I would expect a client using rpchttp.New
to have some way of understand if a Websocket connection is healthy and being able to act on it. This could mean adjusting at least the ping interval, reconnecting and logging if it has passed. Ideally anyone using the rpchttp client would be able to override the defaults too. NewWS
within ws_client.go
hard codes the defaults. 🧇
How to reproduce it
This example is against HEAD which has slog as the logging library and slightly different interfaces for initialising a logger
package main
import (
"context"
"fmt"
"os"
"github.com/cometbft/cometbft/libs/log"
rpchttp "github.com/cometbft/cometbft/rpc/client/http"
)
const (
RPCEndpoint = "https://rpc.osmosis.zone:443"

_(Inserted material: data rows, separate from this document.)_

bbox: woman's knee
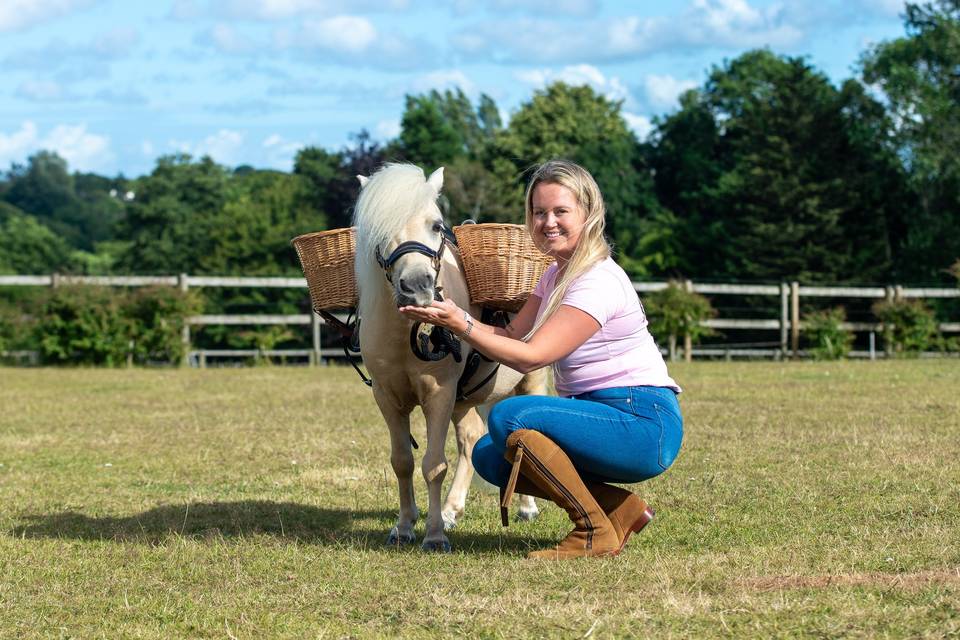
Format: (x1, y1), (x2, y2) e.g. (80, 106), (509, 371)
(487, 397), (521, 449)
(471, 435), (507, 486)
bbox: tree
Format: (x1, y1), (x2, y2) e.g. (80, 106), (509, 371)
(862, 0), (960, 280)
(0, 202), (74, 275)
(648, 50), (899, 282)
(118, 154), (234, 274)
(492, 82), (670, 275)
(293, 129), (384, 230)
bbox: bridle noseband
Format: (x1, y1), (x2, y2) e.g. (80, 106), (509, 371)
(376, 225), (452, 284)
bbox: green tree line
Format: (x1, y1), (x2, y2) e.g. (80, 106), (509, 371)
(0, 0), (960, 284)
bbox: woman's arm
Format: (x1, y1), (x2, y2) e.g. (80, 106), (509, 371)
(400, 300), (600, 373)
(470, 295), (540, 340)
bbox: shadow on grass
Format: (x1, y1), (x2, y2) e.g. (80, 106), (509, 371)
(8, 500), (548, 552)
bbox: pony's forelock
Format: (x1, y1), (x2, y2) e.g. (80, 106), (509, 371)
(353, 163), (438, 298)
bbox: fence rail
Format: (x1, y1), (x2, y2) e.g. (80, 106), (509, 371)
(0, 273), (960, 366)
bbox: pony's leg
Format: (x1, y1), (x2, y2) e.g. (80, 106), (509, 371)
(516, 367), (547, 520)
(474, 404), (546, 521)
(377, 398), (420, 546)
(440, 407), (483, 531)
(420, 394), (453, 552)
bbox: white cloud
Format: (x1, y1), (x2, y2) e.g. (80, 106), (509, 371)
(620, 111), (653, 140)
(41, 125), (113, 171)
(374, 120), (400, 140)
(169, 129), (243, 166)
(514, 64), (630, 101)
(16, 80), (67, 102)
(450, 0), (808, 63)
(303, 16), (377, 54)
(410, 69), (477, 96)
(643, 75), (697, 111)
(91, 27), (140, 58)
(0, 0), (92, 32)
(262, 133), (304, 171)
(212, 0), (410, 20)
(450, 0), (599, 16)
(0, 120), (113, 171)
(201, 24), (258, 53)
(858, 0), (906, 18)
(273, 15), (437, 70)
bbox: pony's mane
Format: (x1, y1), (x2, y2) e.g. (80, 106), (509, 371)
(353, 163), (437, 298)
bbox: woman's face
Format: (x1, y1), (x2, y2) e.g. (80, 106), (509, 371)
(531, 182), (586, 260)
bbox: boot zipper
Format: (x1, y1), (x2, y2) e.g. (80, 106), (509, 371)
(517, 440), (593, 551)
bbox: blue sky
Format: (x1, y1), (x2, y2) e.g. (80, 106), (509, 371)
(0, 0), (903, 176)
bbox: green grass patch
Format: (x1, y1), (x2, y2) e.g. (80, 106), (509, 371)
(0, 360), (960, 638)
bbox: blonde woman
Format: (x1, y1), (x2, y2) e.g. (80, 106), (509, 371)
(400, 160), (683, 559)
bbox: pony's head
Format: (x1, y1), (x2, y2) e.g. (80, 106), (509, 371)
(353, 164), (444, 307)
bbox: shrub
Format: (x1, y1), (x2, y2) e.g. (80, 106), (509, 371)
(873, 298), (948, 355)
(123, 287), (201, 364)
(803, 307), (853, 360)
(0, 302), (24, 351)
(33, 285), (199, 366)
(646, 280), (717, 359)
(33, 286), (132, 366)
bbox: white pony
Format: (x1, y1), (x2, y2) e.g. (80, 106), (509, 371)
(354, 164), (546, 551)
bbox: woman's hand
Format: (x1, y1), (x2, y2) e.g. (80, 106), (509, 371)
(397, 300), (467, 333)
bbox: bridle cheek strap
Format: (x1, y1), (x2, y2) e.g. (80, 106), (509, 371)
(377, 236), (447, 283)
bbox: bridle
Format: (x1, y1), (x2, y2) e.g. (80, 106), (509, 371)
(376, 225), (462, 362)
(376, 225), (456, 284)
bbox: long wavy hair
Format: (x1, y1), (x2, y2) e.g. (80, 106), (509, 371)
(525, 160), (610, 339)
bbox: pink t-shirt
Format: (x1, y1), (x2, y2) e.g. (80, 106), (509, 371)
(533, 258), (680, 396)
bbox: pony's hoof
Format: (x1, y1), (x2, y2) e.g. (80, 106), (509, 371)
(385, 528), (417, 547)
(420, 540), (453, 553)
(440, 511), (457, 531)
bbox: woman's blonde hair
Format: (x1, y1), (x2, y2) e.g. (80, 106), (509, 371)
(525, 160), (610, 339)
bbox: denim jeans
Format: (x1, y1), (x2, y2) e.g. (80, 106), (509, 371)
(473, 386), (683, 487)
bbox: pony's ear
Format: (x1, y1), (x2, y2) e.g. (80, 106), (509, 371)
(427, 167), (443, 193)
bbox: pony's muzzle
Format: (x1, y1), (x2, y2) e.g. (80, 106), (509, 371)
(395, 271), (436, 307)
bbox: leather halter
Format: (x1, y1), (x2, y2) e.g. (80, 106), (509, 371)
(376, 226), (450, 284)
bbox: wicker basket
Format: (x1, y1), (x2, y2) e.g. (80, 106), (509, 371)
(453, 224), (554, 312)
(290, 227), (357, 310)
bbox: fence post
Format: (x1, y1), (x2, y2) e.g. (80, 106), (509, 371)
(310, 307), (320, 365)
(790, 281), (800, 358)
(177, 273), (190, 367)
(780, 282), (790, 358)
(683, 280), (693, 362)
(883, 285), (903, 358)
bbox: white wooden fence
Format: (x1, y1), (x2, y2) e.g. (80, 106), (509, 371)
(0, 274), (960, 367)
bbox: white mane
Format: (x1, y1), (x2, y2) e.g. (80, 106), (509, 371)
(353, 163), (438, 298)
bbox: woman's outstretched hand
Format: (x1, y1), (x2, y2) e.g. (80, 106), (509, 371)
(397, 300), (467, 333)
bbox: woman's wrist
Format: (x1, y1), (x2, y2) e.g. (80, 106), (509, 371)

// Subscriber is an arbitrary string that can be used to manage a subscription
Subscriber = "gobot"
// Query is the query to subscribe to events matching the query
Query = "token_swapped.module = 'gamm'"
)
func main() {
// Create a new Tendermint RPC client
c, err := rpchttp.New(RPCEndpoint)
if err != nil {
panic(err)
}
logger := log.NewJSONLogger(os.Stdout)
c.SetLogger(logger)
if err := c.Start(); err != nil {
panic(err)
}
// Create a context for the subscription
ctx := context.Background()
// Subscribe to the WebSocket connection
eventCh, err := c.Subscribe(ctx, Subscriber, Query)
if err != nil {
panic(err)
}
go func() {
for {
event := <-eventCh
fmt.Printf("tokens swapped in: %+v\n", event.Events["token_swapped.tokens_in"])
}
}()
select {}
}
- Start the example with
go run main.go
- Observe that events are received and logged
- Kill your network connection somehow (e.g. turn off wifi or sudo iptables -A OUTPUT -p tcp --dport 443 -j DROP)
- Observe that no events are received
- Wait 30 seconds
- Observe that no logs or information is available to the application that the connection is unhealthy and it blocks forever
- Kill your network connection somehow (e.g. turn on wifi or sudo iptables -D OUTPUT -p tcp --dport 443 -j DROP)
- Observe that events are received again
There should be some way to understand that there was a read or write timeout or that a ping timed out so that a client using the library can make a decision on what to do.